Published at www.annals.org on 13 October 2015
Most Medicare patients seeking emergency medical transport are treated by ambulance providers trained in advanced life support (ALS). Evidence supporting the superiority of ALS over basic life support (BLS) is limited, but some studies suggest ALS may harm patients.
To compare outcomes after ALS and BLS in out-of-hospital medical emergencies.
Observational study with adjustment for propensity score weights and instrumental variable analyses based on county-level variations in ALS use.

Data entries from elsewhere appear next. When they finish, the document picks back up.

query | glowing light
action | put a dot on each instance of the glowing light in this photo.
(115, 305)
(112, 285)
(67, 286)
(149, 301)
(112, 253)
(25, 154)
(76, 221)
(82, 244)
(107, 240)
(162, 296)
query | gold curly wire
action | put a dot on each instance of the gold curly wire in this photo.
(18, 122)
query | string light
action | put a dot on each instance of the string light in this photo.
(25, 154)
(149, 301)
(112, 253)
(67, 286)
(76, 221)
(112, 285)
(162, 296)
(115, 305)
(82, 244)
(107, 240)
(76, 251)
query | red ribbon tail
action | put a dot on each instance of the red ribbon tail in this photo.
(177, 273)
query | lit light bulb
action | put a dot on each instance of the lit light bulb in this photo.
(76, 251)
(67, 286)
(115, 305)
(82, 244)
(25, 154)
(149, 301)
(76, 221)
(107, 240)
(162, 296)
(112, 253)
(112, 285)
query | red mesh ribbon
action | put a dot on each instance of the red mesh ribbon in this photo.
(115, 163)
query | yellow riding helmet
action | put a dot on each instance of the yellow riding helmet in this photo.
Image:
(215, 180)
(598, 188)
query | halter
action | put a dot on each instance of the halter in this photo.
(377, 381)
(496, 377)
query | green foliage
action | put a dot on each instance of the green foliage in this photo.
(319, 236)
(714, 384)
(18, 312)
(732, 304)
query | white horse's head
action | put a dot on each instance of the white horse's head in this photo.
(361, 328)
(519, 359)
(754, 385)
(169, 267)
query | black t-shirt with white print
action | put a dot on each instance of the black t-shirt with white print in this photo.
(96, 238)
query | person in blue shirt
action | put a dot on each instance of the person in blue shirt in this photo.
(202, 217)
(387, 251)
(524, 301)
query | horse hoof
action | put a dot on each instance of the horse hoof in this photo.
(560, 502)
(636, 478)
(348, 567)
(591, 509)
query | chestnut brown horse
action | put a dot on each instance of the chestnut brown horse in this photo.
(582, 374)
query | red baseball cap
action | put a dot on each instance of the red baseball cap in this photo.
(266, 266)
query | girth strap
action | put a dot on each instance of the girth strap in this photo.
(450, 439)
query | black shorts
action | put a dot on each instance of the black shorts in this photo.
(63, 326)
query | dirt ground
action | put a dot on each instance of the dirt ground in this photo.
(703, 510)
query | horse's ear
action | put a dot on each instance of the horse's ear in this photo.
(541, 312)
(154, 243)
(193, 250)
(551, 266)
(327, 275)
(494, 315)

20% random sample of Medicare beneficiaries from nonrural counties between 2006 and 2011 with major trauma, stroke, acute myocardial infarction (AMI), or respiratory failure.
Neurologic functioning and survival to 30 days, 90 days, 1 year, and 2 years.
Except in cases of AMI, patients showed superior unadjusted outcomes with BLS despite being older and having more comorbidities. In propensity score analyses, survival to 90 days among patients with trauma, stroke, and respiratory failure was higher with BLS than ALS (6.1 percentage points [95% CI, 5.4 to 6.8 percentage points] for trauma; 7.0 percentage points [CI, 6.2 to 7.7 percentage points] for stroke; and 3.7 percentage points [CI, 2.5 to 4.8 percentage points] for respiratory failure). Patients with AMI did not exhibit differences in survival at 30 days but had better survival at 90 days with ALS (1.0 percentage point [CI, 0.1 to 1.9 percentage points]). Neurologic functioning favored BLS for all diagnoses. Results from instrumental variable analyses were broadly consistent with propensity score analyses for trauma and stroke, showed no survival differences between BLS and ALS for respiratory failure, and showed better survival at all time points with BLS than ALS for patients with AMI.
Only Medicare beneficiaries from nonrural counties were studied.
Advanced life support is associated with substantially higher mortality for several acute medical emergencies than BLS.
National Science Foundation, Agency for Healthcare Research and Quality, and National Institutes of Health.